白衣を着たサングラスの中年男性が、パソコンモニターから顔を上げる。「どうでしたか、波照間さんの容体は」
「かなり落ち着いたかと――『設定』が、良い方向に作用していると見られます」
「あなたを実の姉として認めている?」
「はい。その点に関しては疑っていないようです」
「そうですか」
サングラスの男はテーブルを人差し指でトントンと突きつつ、「しかし」と嗄れ声。右手の手首にはシルバーの腕輪を巻いている。

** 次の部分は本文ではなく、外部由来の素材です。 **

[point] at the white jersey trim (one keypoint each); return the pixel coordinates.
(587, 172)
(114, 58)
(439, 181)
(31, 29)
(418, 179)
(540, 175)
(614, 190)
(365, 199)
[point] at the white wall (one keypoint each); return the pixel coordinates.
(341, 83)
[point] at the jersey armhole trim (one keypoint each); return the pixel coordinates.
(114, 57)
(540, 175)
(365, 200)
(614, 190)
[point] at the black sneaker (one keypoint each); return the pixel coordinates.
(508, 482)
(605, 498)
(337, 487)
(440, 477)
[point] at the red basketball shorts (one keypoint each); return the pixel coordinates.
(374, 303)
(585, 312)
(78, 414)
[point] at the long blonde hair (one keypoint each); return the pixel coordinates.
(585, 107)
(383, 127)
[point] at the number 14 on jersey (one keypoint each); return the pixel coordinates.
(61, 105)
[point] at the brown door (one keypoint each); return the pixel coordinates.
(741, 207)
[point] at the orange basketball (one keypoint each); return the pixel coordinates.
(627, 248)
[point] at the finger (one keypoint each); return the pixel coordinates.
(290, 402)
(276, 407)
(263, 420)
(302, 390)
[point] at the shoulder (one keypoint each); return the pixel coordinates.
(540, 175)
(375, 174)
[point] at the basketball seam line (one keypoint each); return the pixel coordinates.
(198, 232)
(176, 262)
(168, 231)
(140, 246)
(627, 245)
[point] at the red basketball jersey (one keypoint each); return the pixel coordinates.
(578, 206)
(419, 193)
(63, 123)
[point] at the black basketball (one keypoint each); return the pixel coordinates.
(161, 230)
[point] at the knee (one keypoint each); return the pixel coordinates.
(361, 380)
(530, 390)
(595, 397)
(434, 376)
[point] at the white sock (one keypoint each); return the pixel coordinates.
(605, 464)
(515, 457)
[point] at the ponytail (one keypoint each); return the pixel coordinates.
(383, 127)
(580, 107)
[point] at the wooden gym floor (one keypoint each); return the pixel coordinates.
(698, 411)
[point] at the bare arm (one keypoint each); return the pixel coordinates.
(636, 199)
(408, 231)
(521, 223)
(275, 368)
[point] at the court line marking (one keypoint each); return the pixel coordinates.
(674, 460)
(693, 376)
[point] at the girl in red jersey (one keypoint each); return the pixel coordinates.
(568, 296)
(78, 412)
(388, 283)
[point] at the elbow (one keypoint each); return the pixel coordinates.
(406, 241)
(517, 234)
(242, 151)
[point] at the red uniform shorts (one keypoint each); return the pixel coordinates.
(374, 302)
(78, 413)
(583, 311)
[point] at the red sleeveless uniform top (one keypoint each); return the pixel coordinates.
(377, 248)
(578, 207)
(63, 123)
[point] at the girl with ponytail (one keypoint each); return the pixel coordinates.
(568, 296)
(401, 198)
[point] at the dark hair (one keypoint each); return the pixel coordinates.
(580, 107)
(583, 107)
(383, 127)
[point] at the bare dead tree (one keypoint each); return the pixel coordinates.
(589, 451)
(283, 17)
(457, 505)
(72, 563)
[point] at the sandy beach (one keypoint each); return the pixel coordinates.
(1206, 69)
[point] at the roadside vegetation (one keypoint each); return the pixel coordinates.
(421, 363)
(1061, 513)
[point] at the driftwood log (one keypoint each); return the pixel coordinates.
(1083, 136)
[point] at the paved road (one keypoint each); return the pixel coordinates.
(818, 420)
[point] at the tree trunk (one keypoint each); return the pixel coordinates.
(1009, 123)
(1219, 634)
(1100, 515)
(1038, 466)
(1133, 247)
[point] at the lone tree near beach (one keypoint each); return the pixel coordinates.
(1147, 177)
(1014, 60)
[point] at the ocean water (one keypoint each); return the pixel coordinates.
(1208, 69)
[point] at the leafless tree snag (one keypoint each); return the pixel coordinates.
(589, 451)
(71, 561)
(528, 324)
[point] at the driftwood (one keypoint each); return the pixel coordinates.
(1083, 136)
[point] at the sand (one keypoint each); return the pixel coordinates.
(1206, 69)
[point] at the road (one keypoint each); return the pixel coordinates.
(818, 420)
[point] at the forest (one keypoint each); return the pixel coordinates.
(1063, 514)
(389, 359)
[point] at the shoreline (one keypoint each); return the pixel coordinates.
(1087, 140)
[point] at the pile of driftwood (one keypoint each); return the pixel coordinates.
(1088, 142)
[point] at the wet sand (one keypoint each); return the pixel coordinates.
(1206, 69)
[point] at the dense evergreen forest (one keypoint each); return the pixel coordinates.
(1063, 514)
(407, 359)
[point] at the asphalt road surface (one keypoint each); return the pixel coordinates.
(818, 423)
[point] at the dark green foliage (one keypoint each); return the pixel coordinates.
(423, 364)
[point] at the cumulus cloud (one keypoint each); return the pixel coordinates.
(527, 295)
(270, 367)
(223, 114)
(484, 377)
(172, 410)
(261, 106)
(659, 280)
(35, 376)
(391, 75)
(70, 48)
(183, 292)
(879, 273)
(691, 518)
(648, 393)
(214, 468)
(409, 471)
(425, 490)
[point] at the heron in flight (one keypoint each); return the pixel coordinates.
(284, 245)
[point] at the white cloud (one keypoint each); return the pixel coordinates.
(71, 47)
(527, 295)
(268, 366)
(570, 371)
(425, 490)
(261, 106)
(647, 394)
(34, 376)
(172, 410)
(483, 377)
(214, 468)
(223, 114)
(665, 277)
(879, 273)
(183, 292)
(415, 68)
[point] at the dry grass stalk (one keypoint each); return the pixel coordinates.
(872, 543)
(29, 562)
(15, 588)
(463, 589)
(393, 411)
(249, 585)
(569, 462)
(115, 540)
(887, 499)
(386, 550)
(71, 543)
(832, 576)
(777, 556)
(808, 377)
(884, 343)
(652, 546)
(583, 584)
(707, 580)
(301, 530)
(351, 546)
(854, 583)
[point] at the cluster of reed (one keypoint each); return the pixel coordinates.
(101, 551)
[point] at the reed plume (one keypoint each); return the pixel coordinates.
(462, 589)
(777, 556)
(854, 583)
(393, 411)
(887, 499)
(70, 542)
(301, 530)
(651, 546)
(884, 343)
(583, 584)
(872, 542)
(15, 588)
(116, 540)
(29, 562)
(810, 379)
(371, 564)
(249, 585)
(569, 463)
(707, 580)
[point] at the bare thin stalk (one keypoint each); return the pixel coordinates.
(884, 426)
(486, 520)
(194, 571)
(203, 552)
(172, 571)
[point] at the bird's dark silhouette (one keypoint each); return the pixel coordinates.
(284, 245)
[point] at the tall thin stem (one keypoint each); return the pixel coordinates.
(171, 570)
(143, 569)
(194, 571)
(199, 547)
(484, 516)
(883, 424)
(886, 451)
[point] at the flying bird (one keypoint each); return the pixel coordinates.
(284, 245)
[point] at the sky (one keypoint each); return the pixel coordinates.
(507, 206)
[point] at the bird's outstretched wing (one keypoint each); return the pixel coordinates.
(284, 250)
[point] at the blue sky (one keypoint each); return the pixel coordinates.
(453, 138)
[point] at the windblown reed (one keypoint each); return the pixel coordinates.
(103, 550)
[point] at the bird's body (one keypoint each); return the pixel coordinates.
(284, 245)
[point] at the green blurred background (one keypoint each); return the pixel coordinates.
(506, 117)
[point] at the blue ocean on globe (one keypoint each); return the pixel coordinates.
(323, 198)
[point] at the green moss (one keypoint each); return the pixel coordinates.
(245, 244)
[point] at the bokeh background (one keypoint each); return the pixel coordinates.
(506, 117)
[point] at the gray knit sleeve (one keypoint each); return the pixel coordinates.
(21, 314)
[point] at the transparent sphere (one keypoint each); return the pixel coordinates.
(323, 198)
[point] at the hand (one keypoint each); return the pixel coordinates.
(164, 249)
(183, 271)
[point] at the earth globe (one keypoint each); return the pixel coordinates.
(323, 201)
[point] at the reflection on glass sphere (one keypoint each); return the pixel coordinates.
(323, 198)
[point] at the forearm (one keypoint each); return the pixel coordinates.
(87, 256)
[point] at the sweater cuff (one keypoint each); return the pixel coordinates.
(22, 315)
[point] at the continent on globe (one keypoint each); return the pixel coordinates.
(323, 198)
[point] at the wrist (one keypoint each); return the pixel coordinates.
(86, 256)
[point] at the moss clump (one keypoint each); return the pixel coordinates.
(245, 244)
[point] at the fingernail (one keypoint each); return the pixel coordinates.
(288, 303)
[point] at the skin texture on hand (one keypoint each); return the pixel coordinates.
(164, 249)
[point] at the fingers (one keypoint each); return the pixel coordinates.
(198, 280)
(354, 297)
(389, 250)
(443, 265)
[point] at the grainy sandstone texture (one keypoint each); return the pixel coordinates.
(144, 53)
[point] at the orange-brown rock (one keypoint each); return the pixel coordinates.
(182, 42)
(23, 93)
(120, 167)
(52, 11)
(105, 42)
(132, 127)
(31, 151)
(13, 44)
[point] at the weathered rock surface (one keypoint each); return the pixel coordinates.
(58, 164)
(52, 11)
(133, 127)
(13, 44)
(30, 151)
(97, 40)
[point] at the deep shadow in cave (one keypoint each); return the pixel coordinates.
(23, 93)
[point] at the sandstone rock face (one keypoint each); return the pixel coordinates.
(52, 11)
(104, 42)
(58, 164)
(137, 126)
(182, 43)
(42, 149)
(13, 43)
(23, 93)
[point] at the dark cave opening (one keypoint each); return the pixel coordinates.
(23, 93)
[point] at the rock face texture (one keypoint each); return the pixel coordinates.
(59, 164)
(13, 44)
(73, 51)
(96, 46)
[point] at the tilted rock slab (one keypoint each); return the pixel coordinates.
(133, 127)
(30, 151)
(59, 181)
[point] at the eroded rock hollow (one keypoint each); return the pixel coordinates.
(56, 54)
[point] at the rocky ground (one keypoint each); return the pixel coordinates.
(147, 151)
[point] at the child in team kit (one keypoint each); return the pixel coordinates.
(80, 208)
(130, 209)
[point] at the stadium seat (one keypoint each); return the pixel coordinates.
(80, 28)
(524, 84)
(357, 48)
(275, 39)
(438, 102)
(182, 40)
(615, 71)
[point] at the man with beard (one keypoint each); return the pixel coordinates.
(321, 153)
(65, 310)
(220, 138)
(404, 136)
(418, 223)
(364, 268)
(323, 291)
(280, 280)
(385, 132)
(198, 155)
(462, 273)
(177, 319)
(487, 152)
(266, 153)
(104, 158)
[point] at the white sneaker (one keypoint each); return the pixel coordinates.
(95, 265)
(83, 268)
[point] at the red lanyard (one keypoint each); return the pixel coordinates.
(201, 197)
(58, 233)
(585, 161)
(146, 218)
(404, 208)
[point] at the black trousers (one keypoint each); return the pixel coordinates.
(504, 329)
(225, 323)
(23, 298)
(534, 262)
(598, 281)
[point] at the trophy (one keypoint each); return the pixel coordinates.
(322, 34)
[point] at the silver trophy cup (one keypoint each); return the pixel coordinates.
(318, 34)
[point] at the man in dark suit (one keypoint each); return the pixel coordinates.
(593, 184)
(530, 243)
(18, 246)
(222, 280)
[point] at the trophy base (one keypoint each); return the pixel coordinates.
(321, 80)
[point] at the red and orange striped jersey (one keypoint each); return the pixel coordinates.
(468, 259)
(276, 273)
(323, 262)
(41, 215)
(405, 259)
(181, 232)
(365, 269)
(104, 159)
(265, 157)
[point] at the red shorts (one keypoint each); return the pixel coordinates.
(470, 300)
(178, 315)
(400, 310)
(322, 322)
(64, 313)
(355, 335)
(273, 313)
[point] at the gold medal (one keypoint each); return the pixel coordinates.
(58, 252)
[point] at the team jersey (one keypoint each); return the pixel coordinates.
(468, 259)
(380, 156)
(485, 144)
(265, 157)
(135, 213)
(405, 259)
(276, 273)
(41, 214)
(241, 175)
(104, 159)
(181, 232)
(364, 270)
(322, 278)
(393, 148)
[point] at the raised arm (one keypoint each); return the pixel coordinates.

「アレはただの対症療法に過ぎません。彼はどこまでいっても、自らの右手の指を三本噛み千切ってここに運ばれた錯乱者なのです――AIに根こそぎ仕事を奪われ、絶望の末に自傷した彼に、『あえて二本の指で食いぶちを繋いでいる』という妄想を付与しているのは苦し紛れの究極系。医者自身が患者を別種の精神疾患に導いているのですからね――ゆめゆめ経過良好だとは思わぬよう。いずれは彼を現実に直面させなくてはならないのです」
「……あのまま妄想の世界に閉じ込めておく方が、彼にとって良いのでは?」
「そういうわけにもいきません。夢を見させるのは詐欺師の仕事であって、私は医者ですから」
まあ、とはいえ――と、サングラスの男はリクライニングチェアから立ち上がる。
「簡単な道筋にはならないでしょうね。治療が進むにつれ、みたび発作を繰り返すことになるでしょう――しかし、それが我々の仕事である以上、完遂しなくてはならない。AIと違い、人間には責務というものがありますから」
「仰る通りです」
するとサングラスの男は、ふいに右手の拳を振りかぶり、パソコンモニターを殴打し始める。
五発も浴びせるうちに、モニターは破れ、中からビーズがバラバラと飛び出してくる。段ボール製のモニターもどきは、破壊者に対してのダメージを最低限に抑えた、極めて人間工学に基づいたサンドバッグである。
「こんなものがあるから駄目なのです。コレが私の仕事を奪った。奪っておきながら平気な顔をするものではない。第一、人間味がないのです」
なおも男は攻撃を止めない。段ボールを両手で掴み、膝蹴りを浴びせる。
その斜め後ろでパンツルックの女は、ヘッドホンに手を添え、
「E79Aに対し中程度麻酔シーケンスを実行」と交信する。
間もなく男の発狂はピタリと止み、パンツルックの女は横合いからサングラスをスッと抜き取る。転倒時に負傷させないためである。
サングラスを取り除かれた男の両目の瞳は、どこにも定まっていない――数年前、診る仕事を奪われたためである。
男は段ボールの残骸に頽れる。
ヘッドホンの女はその一部始終をボンヤリ眺めた後、散乱したビーズと段ボールを無言で片付け始めた。